Her upcoming film, “All I Wanted to Say Was” (2024), directed and starring Julie Shin, delves into the complexities of a young girl’s loneliness in New York, reuniting with her mother from South Korea to confront their fractured relationship. In this food-centric narrative, Ari’s Korean background plays a pivotal role as she skillfully recreates authentic Korean cuisine against the backdrop of New York City. In Korean culture, food carries significant meaning, symbolizing love and connection.

For instance, the book “Crying in H Mart” written by Michelle Zauner shares her experiences growing up as a biracial Korean-American, exploring themes of identity, grief, and cultural belonging. The title refers to her emotional experiences while shopping at H Mart, a chain of Asian supermarkets. The essay and memoir delve into Zauner’s relationship with her Korean mother, the impact of her mother’s illness and death from cancer, and the role of food and cultural connections in coping with loss.

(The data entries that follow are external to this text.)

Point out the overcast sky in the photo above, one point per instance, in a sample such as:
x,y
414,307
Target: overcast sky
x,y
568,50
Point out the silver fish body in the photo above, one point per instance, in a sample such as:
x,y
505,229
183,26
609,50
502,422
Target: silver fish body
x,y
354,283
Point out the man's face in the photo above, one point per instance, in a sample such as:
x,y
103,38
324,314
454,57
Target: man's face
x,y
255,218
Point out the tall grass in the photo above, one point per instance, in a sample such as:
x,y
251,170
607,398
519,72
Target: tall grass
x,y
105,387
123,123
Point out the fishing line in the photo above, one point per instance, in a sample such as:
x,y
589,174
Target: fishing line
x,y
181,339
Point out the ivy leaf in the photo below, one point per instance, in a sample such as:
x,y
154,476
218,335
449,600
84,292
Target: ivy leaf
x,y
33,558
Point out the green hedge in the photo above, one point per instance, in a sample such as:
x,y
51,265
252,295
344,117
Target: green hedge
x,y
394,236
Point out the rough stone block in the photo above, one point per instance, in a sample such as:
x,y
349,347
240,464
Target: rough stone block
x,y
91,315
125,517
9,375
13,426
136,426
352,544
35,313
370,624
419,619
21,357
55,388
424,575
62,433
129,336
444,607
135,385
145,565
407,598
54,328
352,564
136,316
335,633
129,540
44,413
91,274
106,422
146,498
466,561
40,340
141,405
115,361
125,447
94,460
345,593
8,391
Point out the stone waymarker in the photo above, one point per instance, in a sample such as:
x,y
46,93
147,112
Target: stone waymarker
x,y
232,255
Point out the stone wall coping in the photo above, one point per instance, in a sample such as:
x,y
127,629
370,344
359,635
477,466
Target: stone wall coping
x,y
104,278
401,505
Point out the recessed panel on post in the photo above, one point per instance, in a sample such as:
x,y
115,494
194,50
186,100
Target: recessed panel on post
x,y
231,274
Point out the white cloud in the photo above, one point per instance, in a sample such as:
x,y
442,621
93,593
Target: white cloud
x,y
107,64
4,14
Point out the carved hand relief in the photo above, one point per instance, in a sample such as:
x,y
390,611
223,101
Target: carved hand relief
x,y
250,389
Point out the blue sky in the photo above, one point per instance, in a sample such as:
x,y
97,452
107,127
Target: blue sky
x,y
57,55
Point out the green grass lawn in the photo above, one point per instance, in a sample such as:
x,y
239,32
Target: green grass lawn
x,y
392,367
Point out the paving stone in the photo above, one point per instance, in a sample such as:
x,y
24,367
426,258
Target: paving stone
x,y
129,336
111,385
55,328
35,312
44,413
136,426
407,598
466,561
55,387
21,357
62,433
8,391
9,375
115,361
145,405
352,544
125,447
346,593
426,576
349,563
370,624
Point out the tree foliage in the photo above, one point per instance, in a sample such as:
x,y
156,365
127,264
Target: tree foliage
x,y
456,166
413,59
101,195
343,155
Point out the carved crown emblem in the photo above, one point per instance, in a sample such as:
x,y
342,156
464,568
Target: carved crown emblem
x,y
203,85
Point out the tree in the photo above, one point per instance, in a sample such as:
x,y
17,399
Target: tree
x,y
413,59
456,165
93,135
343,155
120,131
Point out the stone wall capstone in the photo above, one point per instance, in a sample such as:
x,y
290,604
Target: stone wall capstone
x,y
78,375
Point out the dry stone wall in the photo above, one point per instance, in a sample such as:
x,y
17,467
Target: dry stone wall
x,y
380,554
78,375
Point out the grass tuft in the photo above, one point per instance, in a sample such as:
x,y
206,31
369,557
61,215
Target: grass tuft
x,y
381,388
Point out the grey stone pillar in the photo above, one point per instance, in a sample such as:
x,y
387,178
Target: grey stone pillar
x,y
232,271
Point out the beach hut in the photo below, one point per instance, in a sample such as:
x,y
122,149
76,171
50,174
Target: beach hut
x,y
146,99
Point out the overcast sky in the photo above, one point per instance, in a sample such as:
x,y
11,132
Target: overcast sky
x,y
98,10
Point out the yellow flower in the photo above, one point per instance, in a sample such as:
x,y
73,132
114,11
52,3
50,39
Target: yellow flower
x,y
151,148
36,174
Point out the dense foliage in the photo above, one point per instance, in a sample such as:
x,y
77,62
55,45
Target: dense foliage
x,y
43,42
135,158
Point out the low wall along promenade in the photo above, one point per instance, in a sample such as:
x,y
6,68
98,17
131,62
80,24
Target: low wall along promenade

In Korean culture, food and shared cultural experiences serve as a means of connection and healing. Therefore, in “All I Wanted to Say Was,” warm cooked food from her mother, cold rice cakes that her mother bought 14 hours before the flight to New York, or well-cooked Korean Barbeque yielding to each other became expressions of love in the film. As an Art Director, these culinary elements held great meaning for the director, making them a focal point throughout the film.

As Ari Kim paves the way for herself in the dynamic world of filmmaking, her commitment to storytelling, cultural authenticity, and the art of choice sets her apart as a rising force in the cinematic realm. With her upcoming project promising a feast for the senses, Ari’s artistic journey is one to watch, as she continues to captivate audiences with her unique storytelling prowess and artistic finesse.